Pierre-André Vuissoz1, Karyna Isaieva1, Ioannis Douros1,2, Yves Laprie2, Freddy Odille1,3, and Jacques Felblinger1,3
1IADI Université de Lorraine, INSERM U1254, Nancy, France, 2LORIA Université de Lorraine, CNRS, Inria, Nancy, France, 3CIC-IT 1433 INSERM, CHRU de Nancy, Nancy, France
Synopsis
Dynamic images acquired with real-time radial
Flash sequence and nonlinear reconstruction pipeline are compared for two set
of parameters standard protocol and an higher resolution set trading real-time
reconstruction constrain for an increase in spatial resolution. The spatial
resolution improvement is assessed using sharpness index and quality of automatic
edge detection.
Purpose
For RT-MRI speech imager, to give insight for parameter choice when higher spatial
resolution is needed without real-time reconstruction constrain.Introduction
Vocal tract is the cavity where the sound
produced at the larynx is filtered.

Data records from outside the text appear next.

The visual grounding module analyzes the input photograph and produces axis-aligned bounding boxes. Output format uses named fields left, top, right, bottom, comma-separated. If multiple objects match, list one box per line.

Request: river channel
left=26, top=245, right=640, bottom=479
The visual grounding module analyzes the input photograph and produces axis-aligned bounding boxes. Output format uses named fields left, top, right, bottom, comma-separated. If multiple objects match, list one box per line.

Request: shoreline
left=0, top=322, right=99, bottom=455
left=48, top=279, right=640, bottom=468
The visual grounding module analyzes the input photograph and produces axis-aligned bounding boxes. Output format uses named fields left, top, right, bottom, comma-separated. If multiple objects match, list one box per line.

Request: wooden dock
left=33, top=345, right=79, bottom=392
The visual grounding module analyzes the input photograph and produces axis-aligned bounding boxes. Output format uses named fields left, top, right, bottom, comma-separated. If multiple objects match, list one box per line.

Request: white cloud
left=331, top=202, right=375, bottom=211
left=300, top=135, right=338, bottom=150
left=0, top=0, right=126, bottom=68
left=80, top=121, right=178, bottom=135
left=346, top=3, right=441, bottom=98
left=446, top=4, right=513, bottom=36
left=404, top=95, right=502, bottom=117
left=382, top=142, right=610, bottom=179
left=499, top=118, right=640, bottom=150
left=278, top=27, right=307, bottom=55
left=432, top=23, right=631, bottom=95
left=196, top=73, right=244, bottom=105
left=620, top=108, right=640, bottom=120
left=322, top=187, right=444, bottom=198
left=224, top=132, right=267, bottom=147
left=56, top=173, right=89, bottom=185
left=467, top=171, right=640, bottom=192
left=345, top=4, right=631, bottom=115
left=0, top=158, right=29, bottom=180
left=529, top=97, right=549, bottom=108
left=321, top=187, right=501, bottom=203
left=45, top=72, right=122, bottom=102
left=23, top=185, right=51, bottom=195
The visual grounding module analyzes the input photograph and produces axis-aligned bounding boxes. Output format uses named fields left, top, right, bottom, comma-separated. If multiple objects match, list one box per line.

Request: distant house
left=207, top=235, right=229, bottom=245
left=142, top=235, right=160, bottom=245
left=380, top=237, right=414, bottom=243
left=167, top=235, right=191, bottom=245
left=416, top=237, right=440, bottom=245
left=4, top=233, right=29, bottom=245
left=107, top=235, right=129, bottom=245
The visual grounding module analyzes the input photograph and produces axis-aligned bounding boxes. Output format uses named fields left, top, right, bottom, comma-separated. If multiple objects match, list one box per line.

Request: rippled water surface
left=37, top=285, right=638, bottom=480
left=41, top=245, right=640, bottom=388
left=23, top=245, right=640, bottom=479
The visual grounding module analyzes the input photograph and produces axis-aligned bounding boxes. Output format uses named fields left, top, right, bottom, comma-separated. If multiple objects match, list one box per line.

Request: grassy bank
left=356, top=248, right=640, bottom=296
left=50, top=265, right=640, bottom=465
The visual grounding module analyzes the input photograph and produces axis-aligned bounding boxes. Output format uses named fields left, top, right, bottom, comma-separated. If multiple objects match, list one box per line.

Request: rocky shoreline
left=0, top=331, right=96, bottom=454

It is a part of the upper airway consisting
of several soft-tissue structures and muscles that are intricately coordinated
to perform functions such as speech, swallowing, and breathing. Magnetic
resonance imaging (MRI) of the vocal tract offers a noninvasive way to
visualize the morphological and functional aspects of this structure. It has
several compelling advantages over competing modalities such as x-ray and
ultrasound. Real-time MRI (RT-MRI) involves the continuous acquisition of MRI
images of a dynamically evolving process. This has emerged as a powerful tool
to visualize the complex spatiotemporal coordination of upper airway structures
during physiological functions such as speech production. It is a powerful tool
in speech research, which has the potential to address several open questions
in the areas of phonetics, phonology, language acquisition, and language
disorders. In several research and clinical studies, RT-MRI has presented a
challenging trade-off between spatial resolution, temporal resolution,
signal-to-noise ratio (SNR), and artifact suppression. Several of these factors
can be traded differently based on the upper airway task of interest. For
speech production, the requirements of spatial and temporal resolution in
RT-MRI vary form few seconds for sustained sounds production to few
milliseconds for consonant production [1]. High time resolutions of below 70ms
are required to study very fast articulatory movements such as those during
consonant constrictions and coarticulation events. Developments in RT-MRI
radial acquisition provide a view into the oropharyngeal dynamics of speech.
Advances in hardware, acquisition, and reconstruction methods have enabled
spatial resolutions capable of distinguishing contact of the velum and temporal
resolutions capable of seeing tongue tip movements at a temporal resolution of
20ms [2]. But the new RT-MRI speech imager is faced with many choices. In this
work, for the same sequence and reconstruction pipeline we compare the standard
protocol proposed in [2] with another set of parameters trading real-time
reconstruction constrain for an increase in spatial resolution. The spatial
resolution increase with the proposed parameters is assessed using sharpness
index and edge detection quality.Materials and Methods
A female subject was asked to repeat /tata/
several times during MRI acquisition. The choice of this utterance is motivated
by the presence of consonant-vowel-consonant transition with low variability of
the tongue position for the consonant /t/ and the vowel /a/ forces the subject
to open the mouth and increases magnitude of the tongue motion and speed. The
data were acquired on a Siemens Prisma 3T scanner (Siemens, Erlangen, Germany)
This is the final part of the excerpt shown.